First,getting an example DataFrameto work with:
首先,得到一个例子DataFrame:
import datetime
from pandas import *
start = datetime(2000, 1, 1)
end = datetime(2012, 12, 1)
d = DateRange(start, end, offset=datetools.Hour())

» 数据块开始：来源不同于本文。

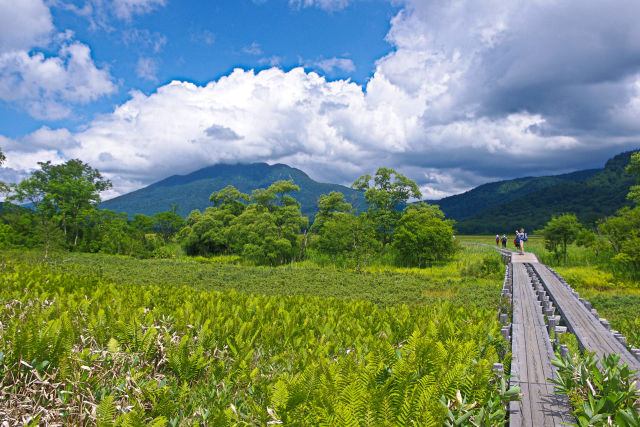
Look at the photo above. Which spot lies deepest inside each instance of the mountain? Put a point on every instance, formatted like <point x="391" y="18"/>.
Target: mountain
<point x="192" y="191"/>
<point x="502" y="206"/>
<point x="465" y="205"/>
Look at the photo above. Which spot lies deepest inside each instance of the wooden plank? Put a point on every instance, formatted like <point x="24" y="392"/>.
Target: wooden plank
<point x="531" y="364"/>
<point x="589" y="332"/>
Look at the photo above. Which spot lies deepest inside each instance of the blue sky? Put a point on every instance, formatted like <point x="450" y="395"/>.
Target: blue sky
<point x="200" y="41"/>
<point x="451" y="93"/>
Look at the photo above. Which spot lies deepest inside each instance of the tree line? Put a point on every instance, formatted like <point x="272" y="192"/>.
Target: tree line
<point x="56" y="207"/>
<point x="615" y="239"/>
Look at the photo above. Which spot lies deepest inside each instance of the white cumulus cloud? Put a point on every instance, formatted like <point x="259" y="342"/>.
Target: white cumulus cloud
<point x="471" y="92"/>
<point x="45" y="86"/>
<point x="125" y="9"/>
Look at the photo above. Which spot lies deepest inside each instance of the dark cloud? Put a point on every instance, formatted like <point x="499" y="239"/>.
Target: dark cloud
<point x="222" y="133"/>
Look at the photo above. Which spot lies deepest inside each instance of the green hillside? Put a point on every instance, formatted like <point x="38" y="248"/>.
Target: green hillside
<point x="598" y="195"/>
<point x="192" y="191"/>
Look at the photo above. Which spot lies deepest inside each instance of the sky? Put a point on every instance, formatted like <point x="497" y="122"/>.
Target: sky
<point x="451" y="93"/>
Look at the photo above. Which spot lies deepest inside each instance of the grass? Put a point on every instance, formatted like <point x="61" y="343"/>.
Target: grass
<point x="468" y="280"/>
<point x="81" y="350"/>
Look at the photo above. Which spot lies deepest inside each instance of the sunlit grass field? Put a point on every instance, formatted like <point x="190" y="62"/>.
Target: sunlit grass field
<point x="472" y="278"/>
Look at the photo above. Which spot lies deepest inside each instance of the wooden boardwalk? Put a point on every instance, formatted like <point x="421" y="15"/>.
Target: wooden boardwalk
<point x="580" y="320"/>
<point x="532" y="354"/>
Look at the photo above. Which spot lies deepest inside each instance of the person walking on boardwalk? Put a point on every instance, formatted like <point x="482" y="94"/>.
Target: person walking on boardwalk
<point x="522" y="237"/>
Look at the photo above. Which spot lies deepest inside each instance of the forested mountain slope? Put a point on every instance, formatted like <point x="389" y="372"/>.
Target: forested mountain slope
<point x="192" y="191"/>
<point x="596" y="196"/>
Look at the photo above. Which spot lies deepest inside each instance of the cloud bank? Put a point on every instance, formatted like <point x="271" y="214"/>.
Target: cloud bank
<point x="471" y="92"/>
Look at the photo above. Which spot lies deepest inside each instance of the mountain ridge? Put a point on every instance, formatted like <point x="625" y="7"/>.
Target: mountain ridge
<point x="191" y="191"/>
<point x="495" y="207"/>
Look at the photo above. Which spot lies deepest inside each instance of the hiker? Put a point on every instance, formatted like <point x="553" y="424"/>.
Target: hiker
<point x="522" y="237"/>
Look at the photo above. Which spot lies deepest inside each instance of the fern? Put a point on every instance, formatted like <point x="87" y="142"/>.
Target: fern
<point x="106" y="412"/>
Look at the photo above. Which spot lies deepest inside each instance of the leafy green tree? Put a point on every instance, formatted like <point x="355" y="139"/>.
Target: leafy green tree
<point x="560" y="232"/>
<point x="268" y="230"/>
<point x="634" y="169"/>
<point x="423" y="236"/>
<point x="206" y="232"/>
<point x="385" y="193"/>
<point x="63" y="194"/>
<point x="622" y="233"/>
<point x="351" y="237"/>
<point x="328" y="205"/>
<point x="230" y="199"/>
<point x="4" y="188"/>
<point x="142" y="223"/>
<point x="112" y="233"/>
<point x="167" y="224"/>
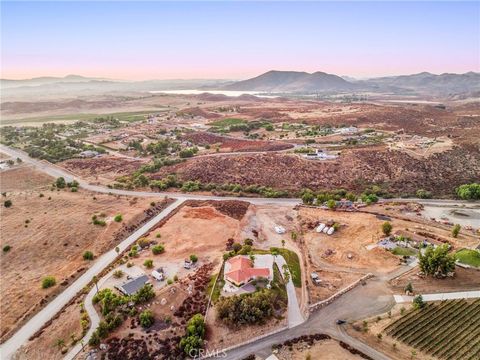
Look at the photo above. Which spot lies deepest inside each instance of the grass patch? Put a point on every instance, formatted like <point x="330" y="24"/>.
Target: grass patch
<point x="228" y="122"/>
<point x="468" y="257"/>
<point x="293" y="263"/>
<point x="401" y="251"/>
<point x="278" y="288"/>
<point x="218" y="286"/>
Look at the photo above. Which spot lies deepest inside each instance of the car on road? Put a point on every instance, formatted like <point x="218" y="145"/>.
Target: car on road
<point x="315" y="278"/>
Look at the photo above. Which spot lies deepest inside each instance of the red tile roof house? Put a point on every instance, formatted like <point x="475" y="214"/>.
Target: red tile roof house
<point x="239" y="271"/>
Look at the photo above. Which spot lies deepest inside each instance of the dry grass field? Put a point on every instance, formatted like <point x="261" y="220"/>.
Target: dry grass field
<point x="48" y="232"/>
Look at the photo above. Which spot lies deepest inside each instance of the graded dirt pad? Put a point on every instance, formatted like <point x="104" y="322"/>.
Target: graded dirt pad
<point x="346" y="248"/>
<point x="105" y="168"/>
<point x="323" y="350"/>
<point x="65" y="327"/>
<point x="23" y="178"/>
<point x="332" y="282"/>
<point x="48" y="236"/>
<point x="233" y="208"/>
<point x="464" y="280"/>
<point x="198" y="229"/>
<point x="227" y="144"/>
<point x="354" y="170"/>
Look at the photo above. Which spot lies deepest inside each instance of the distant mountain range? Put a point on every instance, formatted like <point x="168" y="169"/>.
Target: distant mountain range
<point x="293" y="81"/>
<point x="466" y="85"/>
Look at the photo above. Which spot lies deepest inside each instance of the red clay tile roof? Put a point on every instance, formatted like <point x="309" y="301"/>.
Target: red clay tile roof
<point x="241" y="270"/>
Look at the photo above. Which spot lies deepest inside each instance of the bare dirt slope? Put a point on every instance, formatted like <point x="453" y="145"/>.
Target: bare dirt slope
<point x="354" y="170"/>
<point x="48" y="235"/>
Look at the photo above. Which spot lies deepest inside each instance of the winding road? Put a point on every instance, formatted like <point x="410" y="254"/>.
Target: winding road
<point x="362" y="301"/>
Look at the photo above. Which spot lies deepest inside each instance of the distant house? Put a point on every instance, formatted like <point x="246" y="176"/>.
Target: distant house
<point x="132" y="286"/>
<point x="88" y="154"/>
<point x="158" y="274"/>
<point x="239" y="270"/>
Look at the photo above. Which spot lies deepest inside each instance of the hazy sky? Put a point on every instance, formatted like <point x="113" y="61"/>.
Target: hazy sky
<point x="133" y="40"/>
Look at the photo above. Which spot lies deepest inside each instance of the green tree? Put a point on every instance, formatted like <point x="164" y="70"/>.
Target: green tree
<point x="308" y="197"/>
<point x="387" y="228"/>
<point x="144" y="294"/>
<point x="456" y="230"/>
<point x="192" y="342"/>
<point x="409" y="288"/>
<point x="423" y="194"/>
<point x="436" y="261"/>
<point x="146" y="318"/>
<point x="158" y="249"/>
<point x="469" y="191"/>
<point x="60" y="183"/>
<point x="331" y="204"/>
<point x="418" y="302"/>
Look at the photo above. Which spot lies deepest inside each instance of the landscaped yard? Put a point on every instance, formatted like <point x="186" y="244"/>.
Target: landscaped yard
<point x="293" y="263"/>
<point x="469" y="257"/>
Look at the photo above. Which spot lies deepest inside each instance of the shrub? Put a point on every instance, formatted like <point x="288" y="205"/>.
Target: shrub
<point x="158" y="249"/>
<point x="144" y="294"/>
<point x="436" y="261"/>
<point x="469" y="191"/>
<point x="146" y="318"/>
<point x="60" y="183"/>
<point x="118" y="274"/>
<point x="409" y="288"/>
<point x="245" y="309"/>
<point x="236" y="247"/>
<point x="423" y="194"/>
<point x="192" y="342"/>
<point x="418" y="302"/>
<point x="48" y="281"/>
<point x="88" y="255"/>
<point x="387" y="228"/>
<point x="456" y="230"/>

t_df = DataFrame({'field_1': np.array(['OFF', 'ON'])[np.random.random_integers(0, 1, d.size)], 'field_2': np.random.random_integers(0, 1, d.size)}, index=d)
Where:
在哪里:
In [1]: t_df.head()
Out[1]:
field_1 field_2
2000-01-01 00:00:00 ON 1
2000-01-01 01:00:00 OFF 0
2000-01-01 02:00:00 OFF 1
2000-01-01 03:00:00 OFF 1
2000-01-01 04:00:00 ON 1
In [2]: t_df.shape
Out[2]: (113233, 2)
This is an approx. 3.2MB file if you dump it on disk. We now need to drop the DataRangetype of your Indexand make it a list of strto simulate how you would parse in your data:
这是一个大约。3.2MB 文件,如果你把它转储到磁盘上。我们现在需要删除DataRange您的类型Index并将其str设为列表以模拟您将如何解析您的数据:
t_df.index = t_df.index.map(str)
If you use parse_dates = Truewhen reading your data into a DataFrameusing read_tableyou are looking at 9.5secmean parse time:
如果parse_dates = True在将数据读入DataFrameusing 时使用read_table,则平均解析时间为9.5秒:
In [3]: import numpy as np
In [4]: import timeit
In [5]: t_df.to_csv('data.tsv', sep='\t', index_label='date_time')
In [6]: t = timeit.Timer("from __main__ import read_table; read_table('data.tsv', sep='\t', index_col=0, parse_dates=True)")
In [7]: np.mean(t.repeat(10, number=1))
Out[7]: 9.5226533889770515
The other strategies rely on parsing your data into a DataFramefirst (negligible parsing time) and then converting your index to an Indexof datetimeobjects:
其他策略依赖于将您的数据解析为DataFrame第一个(解析时间可以忽略不计),然后将您的索引转换Index为datetime对象:
In [8]: t = timeit.Timer("from __main__ import t_df, dateutil; map(dateutil.parser.parse, t_df.index.values)")
In [9]: np.mean(t.repeat(10, number=1))
Out[9]: 7.6590064525604244
In [10]: t = timeit.Timer("from __main__ import t_df, dateutil; t_df.index.map(dateutil.parser.parse)")
In [11]: np.mean(t.repeat(10, number=1))
Out[11]: 7.8106775999069216
In [12]: t = timeit.Timer("from __main__ import t_df, datetime; t_df.index.map(lambda x: datetime.strptime(x, \"%Y-%m-%d %H:%M:%S\"))")
Out[12]: 2.0389052629470825
In [13]: t = timeit.Timer("from __main__ import t_df, np; map(np.datetime_, t_df.index.values)")
In [14]: np.mean(t.repeat(10, number=1))
Out[14]: 3.8656840562820434
In [15]: t = timeit.Timer("from __main__ import t_df, np; map(np.datetime64, t_df.index.values)")
In [16]: np.mean(t.repeat(10, number=1))
Out[16]: 3.9244711160659791
And now for the winner:
现在是获胜者:
In [17]: def f(s):
....: return datetime(int(s[0:4]),
....: int(s[5:7]),
....: int(s[8:10]),
....: int(s[11:13]),
....: int(s[14:16]),
....: int(s[17:19]))
....: t = timeit.Timer("from __main__ import t_df, f; t_df.index.map(f)")
....:
In [18]: np.mean(t.repeat(10, number=1))
Out[18]: 0.33927145004272463
When working with numpy, pandasor datetime-type approaches, there definitely might be more optimizations to think of but it seems to me that staying with CPython's standard libraries and converting each date/time strinto a tupple of ints and that into a datetimeinstance is the fastest way to get what you want.
使用numpy,pandas或datetime-type 方法时,肯定可能需要考虑更多优化,但在我看来,使用 CPython 的标准库并将每个日期/时间str转换为ints 元组并将其转换为datetime实例是最快的方法得到你想要的。